Pentagon inquiry finds US Marine unit killed Afghan civilians

Afghan human rights group also says marines used 'excessive force' after a suicide bombing.

The Pentagon's preliminary investigation into a deadly incident last month in Afghanistan indicates that at least 10 innocent civilians were killed and 33 wounded by US marines.

The Washington Post reports that Maj. Gen. Frank H. Kearney III, head of Special Operations Command Central, said Saturday that there is no evidence that the marines came under small-arms fire after their convoy was attacked by a suicide bomber on March 4. The bombing injured one marine, but there was no need for medical evacuation.

"We found . . . no brass that we can confirm that small-arms fire came at them," Kearney said, referring to ammunition casings. "We have testimony from Marines that is in conflict with unanimous testimony from civilians at the sites," Kearney said in a telephone interview from his headquarters in Qatar, where he oversees all U.S. Special Operations forces in the region, including in Afghanistan and Iraq. ...
...Kearney said of the killed and wounded: "My investigating officer believes those folks were innocent. . . . We were unable to find evidence that those were fighters."
On Kearney's orders, the Naval Criminal Investigative Service is conducting a probe that could lead to courts-martial of those involved.

The suicide bombing and subsequent violence took place when a Marine convoy was attacked outside Jalalabad last month. The marines claimed that they encountered a "complex ambush," where the bombing was followed by a small-arms attack, which was responsible for many of the civilian casualties. Afghan witnesses, however, say that the Marines fired indiscriminantly at passers-by on the busy highway. Further, The Associated Press reported at the time that a photographer and a cameraman, both working for the AP, said the marines later deleted their film and video of the aftermath of the attack.

The Afghan case was reiterated in a report Saturday from the Afghan Independent Human Rights Commission. The New York Times writes that the report says the marines reacted to the suicide bombing "with excessive force in eastern Afghanistan last month, hitting groups of bystanders and vehicles with machine-gun fire in a rampage that covered 10 miles of highway and left 12 civilians dead, including an infant and three elderly men...."
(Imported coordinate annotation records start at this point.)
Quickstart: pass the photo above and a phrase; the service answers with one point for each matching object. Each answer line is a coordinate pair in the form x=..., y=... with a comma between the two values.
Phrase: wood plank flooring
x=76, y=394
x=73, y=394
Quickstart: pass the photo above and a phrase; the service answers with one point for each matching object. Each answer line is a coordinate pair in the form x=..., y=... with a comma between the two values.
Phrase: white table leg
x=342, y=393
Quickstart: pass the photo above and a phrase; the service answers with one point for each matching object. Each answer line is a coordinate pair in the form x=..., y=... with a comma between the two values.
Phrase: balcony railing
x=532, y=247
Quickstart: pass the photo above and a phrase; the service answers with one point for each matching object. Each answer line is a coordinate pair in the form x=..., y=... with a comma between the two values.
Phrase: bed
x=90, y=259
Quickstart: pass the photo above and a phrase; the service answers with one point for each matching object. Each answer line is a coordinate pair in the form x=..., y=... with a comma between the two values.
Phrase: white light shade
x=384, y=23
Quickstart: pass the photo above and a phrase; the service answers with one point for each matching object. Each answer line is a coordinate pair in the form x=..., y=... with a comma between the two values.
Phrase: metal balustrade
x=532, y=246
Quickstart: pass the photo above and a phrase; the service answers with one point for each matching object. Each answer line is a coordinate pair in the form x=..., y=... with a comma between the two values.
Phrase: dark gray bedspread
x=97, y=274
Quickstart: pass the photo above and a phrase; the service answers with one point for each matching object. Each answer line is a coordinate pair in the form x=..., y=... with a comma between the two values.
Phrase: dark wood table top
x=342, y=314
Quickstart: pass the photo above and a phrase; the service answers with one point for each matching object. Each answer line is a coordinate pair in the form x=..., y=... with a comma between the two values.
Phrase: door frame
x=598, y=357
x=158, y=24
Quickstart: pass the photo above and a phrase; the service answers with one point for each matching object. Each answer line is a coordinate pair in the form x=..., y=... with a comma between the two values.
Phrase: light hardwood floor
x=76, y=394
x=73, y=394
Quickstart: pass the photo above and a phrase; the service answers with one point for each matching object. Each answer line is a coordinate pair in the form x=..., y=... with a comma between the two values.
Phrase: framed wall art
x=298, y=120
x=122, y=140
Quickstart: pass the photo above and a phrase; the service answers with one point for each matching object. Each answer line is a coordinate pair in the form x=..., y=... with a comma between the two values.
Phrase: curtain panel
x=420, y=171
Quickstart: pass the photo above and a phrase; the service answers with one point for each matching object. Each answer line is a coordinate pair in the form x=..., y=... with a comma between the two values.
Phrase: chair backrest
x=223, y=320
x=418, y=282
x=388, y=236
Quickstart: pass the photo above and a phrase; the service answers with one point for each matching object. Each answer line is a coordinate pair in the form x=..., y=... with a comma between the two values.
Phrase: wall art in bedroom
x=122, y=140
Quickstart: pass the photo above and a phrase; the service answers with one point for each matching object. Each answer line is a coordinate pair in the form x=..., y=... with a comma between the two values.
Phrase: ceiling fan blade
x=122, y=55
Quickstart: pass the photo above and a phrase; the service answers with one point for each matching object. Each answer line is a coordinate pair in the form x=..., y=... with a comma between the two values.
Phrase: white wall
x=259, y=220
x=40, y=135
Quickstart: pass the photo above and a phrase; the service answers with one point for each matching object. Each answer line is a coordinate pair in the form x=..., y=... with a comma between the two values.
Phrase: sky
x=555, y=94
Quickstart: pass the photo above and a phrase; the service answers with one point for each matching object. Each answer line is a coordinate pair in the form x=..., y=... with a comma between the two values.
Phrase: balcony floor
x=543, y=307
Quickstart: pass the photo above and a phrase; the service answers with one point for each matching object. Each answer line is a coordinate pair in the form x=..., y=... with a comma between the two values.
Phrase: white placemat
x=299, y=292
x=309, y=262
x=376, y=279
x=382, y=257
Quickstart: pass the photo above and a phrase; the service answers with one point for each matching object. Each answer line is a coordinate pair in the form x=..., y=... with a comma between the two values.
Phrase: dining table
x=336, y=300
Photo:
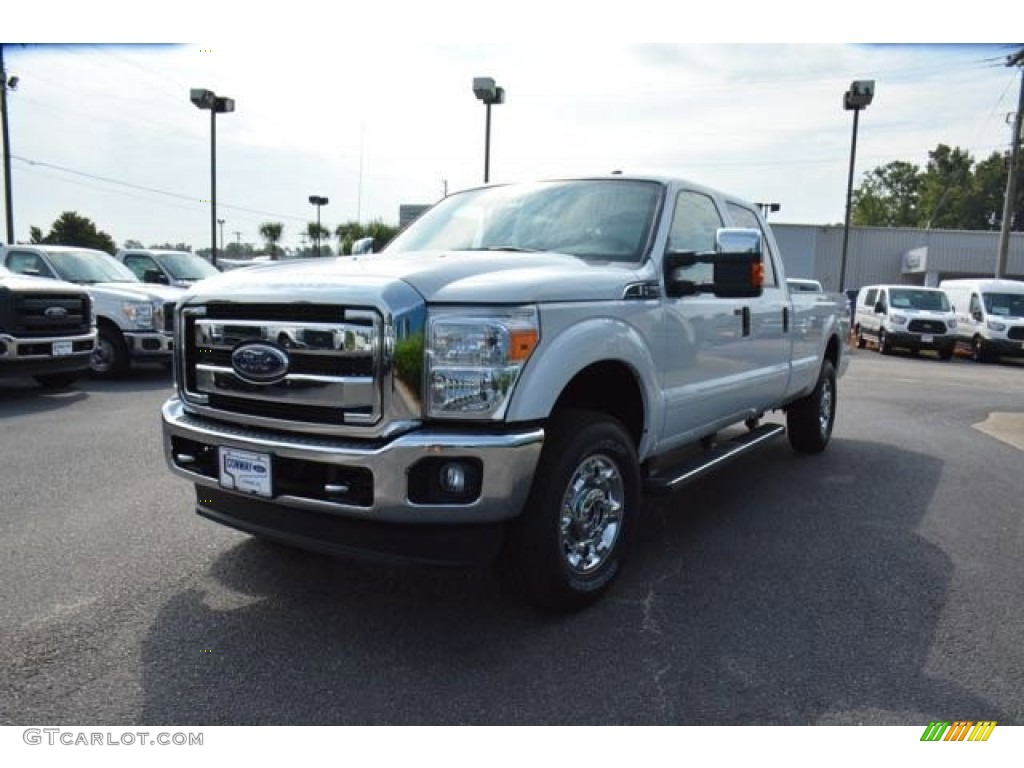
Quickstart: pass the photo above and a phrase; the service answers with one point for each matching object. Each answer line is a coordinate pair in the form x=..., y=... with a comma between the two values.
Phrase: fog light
x=453, y=478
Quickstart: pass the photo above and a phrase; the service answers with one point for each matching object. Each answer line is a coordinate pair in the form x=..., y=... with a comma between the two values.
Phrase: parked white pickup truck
x=47, y=330
x=133, y=317
x=514, y=369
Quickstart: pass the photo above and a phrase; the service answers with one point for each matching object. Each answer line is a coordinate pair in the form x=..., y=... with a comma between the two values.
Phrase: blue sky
x=374, y=121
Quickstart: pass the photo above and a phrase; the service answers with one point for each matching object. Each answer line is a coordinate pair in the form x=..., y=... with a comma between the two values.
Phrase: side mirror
x=363, y=245
x=155, y=275
x=737, y=266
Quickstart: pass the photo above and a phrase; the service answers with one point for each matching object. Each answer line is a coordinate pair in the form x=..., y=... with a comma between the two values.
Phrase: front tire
x=569, y=544
x=110, y=358
x=810, y=420
x=978, y=351
x=55, y=381
x=885, y=346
In its report, the Afghan Independent Human Rights Commission, condemned the suicide bomb attack that initially struck a convoy of a Marine Special Operations unit on March 4, wounding one American, and said that there may also have been small-arms fire directed at the convoy immediately after the blast. But it said the response was disproportionate, especially given the obviously non-military nature of the marines' targets long after the ambush.
"In failing to distinguish between civilians and legitimate military targets, the U.S. Marine Corps Special Forces employed indiscriminate force," the report said. "Their actions thus constitute a serious violation of international humanitarian standards."

The report said that the convoy opened fire on civilians as it traveled a 10-mile (16-kilometer) stretch of highway. Gen. Kearney told the Post that while the US investigation only found evidence of marine fire over the first three miles, "We do not dispute [the human rights report's finding of] 16 kilometers."
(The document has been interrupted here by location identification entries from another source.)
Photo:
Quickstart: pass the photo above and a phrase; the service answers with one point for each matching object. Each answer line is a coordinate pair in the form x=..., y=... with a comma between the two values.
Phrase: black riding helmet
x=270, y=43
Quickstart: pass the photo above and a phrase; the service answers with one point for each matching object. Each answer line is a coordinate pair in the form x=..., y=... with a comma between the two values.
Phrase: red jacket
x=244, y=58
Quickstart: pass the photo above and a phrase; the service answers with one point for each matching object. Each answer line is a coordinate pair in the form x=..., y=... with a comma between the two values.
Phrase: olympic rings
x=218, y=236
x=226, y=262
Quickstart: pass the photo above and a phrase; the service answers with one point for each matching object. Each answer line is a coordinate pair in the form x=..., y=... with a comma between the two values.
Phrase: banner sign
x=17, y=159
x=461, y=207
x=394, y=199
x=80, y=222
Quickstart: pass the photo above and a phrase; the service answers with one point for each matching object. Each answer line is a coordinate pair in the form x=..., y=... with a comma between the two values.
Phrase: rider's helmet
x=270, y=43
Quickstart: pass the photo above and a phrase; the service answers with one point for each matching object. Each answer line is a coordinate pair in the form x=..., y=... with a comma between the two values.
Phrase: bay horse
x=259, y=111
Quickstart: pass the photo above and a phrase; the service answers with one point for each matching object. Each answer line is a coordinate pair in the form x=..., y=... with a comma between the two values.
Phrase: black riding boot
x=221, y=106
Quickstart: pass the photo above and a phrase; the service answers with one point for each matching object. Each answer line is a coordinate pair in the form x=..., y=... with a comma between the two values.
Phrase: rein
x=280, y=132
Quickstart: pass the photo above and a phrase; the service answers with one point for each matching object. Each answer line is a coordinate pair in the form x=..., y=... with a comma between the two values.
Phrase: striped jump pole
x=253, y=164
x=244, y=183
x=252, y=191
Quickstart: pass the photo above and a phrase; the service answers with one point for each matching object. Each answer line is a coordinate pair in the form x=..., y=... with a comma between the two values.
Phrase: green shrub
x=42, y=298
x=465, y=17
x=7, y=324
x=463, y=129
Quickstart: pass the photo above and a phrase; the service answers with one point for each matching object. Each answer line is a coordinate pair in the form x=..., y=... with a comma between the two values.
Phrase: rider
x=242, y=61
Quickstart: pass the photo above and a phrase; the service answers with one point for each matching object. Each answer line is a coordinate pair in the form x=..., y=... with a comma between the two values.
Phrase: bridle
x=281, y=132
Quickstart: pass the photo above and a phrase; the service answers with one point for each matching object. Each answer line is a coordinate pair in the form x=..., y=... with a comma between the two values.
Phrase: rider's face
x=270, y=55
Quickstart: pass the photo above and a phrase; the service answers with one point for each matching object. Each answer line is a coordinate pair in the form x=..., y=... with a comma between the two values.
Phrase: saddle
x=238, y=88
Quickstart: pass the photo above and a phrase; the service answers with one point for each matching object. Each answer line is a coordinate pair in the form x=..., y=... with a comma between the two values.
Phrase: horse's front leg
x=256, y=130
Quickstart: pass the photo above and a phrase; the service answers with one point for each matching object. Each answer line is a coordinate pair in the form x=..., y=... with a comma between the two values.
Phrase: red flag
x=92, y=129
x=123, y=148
The AP notes that Kearney ordered the 120-man unit of marines involved in the incident out of Afghanistan, a step which the AP describes as "highly unusual."
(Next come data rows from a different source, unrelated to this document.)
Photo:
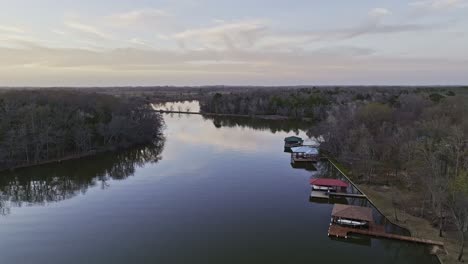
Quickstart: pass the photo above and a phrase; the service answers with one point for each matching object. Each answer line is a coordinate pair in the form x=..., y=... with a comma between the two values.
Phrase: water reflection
x=56, y=182
x=327, y=170
x=288, y=126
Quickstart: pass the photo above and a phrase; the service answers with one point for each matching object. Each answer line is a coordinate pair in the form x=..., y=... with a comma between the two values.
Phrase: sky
x=243, y=42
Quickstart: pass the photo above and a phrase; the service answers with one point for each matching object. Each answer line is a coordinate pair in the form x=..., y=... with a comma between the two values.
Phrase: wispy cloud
x=11, y=29
x=139, y=16
x=87, y=29
x=240, y=34
x=439, y=4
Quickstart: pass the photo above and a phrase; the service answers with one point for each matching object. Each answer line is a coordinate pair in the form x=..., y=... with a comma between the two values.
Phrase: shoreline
x=265, y=117
x=417, y=226
x=56, y=160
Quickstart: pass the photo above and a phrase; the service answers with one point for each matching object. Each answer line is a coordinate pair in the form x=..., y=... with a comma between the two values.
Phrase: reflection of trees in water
x=259, y=124
x=57, y=182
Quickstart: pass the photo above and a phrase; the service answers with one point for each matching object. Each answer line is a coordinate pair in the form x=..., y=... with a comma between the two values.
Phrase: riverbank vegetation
x=415, y=144
x=411, y=141
x=38, y=126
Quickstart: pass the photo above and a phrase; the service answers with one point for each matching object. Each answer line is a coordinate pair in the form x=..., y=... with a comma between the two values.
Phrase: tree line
x=414, y=143
x=51, y=124
x=414, y=139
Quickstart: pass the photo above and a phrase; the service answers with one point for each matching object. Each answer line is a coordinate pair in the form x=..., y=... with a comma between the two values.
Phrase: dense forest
x=411, y=140
x=48, y=184
x=413, y=143
x=41, y=125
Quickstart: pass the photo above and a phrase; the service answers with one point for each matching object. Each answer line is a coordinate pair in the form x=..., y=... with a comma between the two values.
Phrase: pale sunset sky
x=243, y=42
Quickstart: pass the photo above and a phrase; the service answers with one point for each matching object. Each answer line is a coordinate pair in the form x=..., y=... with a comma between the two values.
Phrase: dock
x=319, y=194
x=376, y=230
x=350, y=195
x=325, y=195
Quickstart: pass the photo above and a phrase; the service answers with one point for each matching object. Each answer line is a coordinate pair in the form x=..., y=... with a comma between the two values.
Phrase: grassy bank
x=383, y=199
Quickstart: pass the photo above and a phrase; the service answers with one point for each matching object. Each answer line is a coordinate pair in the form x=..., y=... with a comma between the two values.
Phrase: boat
x=323, y=188
x=351, y=222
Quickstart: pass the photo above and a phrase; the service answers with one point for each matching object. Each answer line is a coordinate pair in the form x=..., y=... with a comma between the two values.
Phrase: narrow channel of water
x=216, y=191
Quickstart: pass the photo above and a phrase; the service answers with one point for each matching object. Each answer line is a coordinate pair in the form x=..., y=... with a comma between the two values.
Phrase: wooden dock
x=319, y=194
x=350, y=195
x=376, y=230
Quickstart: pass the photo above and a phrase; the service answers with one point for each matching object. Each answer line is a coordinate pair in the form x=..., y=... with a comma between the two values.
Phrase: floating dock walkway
x=325, y=195
x=376, y=230
x=350, y=195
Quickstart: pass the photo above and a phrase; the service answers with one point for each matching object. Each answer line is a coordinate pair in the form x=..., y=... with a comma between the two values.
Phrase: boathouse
x=293, y=142
x=325, y=184
x=304, y=153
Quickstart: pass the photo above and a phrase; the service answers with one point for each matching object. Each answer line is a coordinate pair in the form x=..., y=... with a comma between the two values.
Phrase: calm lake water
x=215, y=191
The Times writes that the Afghan Independent Human Rights Commission worries incidents like this are undermining coalition efforts to win Afghan support. Nader Nadery, the commission's deputy director, said, "There is a high level of frustration among the public and civilians that they are victims of both sides of the conflict."

Another report found that Afghan civilians are indeed the predominant victims of insurgent groups operating in Afghanistan. The report, released Monday by Human Rights Watch, found that civilian casualties in Afghanistan have "increased dramatically over the past 15 months, and many were the result of insurgents' failure to respect the laws of war."

"Suicide bombings and other insurgent attacks have risen dramatically since 2005, with almost 700 civilians dying last year at the hands of the Taliban and other such groups," said Joanne Mariner, terrorism and counterterrorism director at Human Rights Watch. "The insurgents are increasingly committing war crimes, often by directly targeting civilians. Even when they're aiming at military targets, insurgent attacks are often so indiscriminate that Afghan civilians end up as the main victims."
The report documents how, in violation of the laws of war, insurgent forces have repeatedly, directly targeted civilians for attack, and how even attacks directed at Afghan and international military forces have often been launched without due regard for civilian life.

The report says that at least 669 civilians were killed in Afghanistan in 2006, and another 52 were killed in January and February 2007. Most of those killed died in attacks that appeared to target civilians directly, which the report says constitutes war crimes.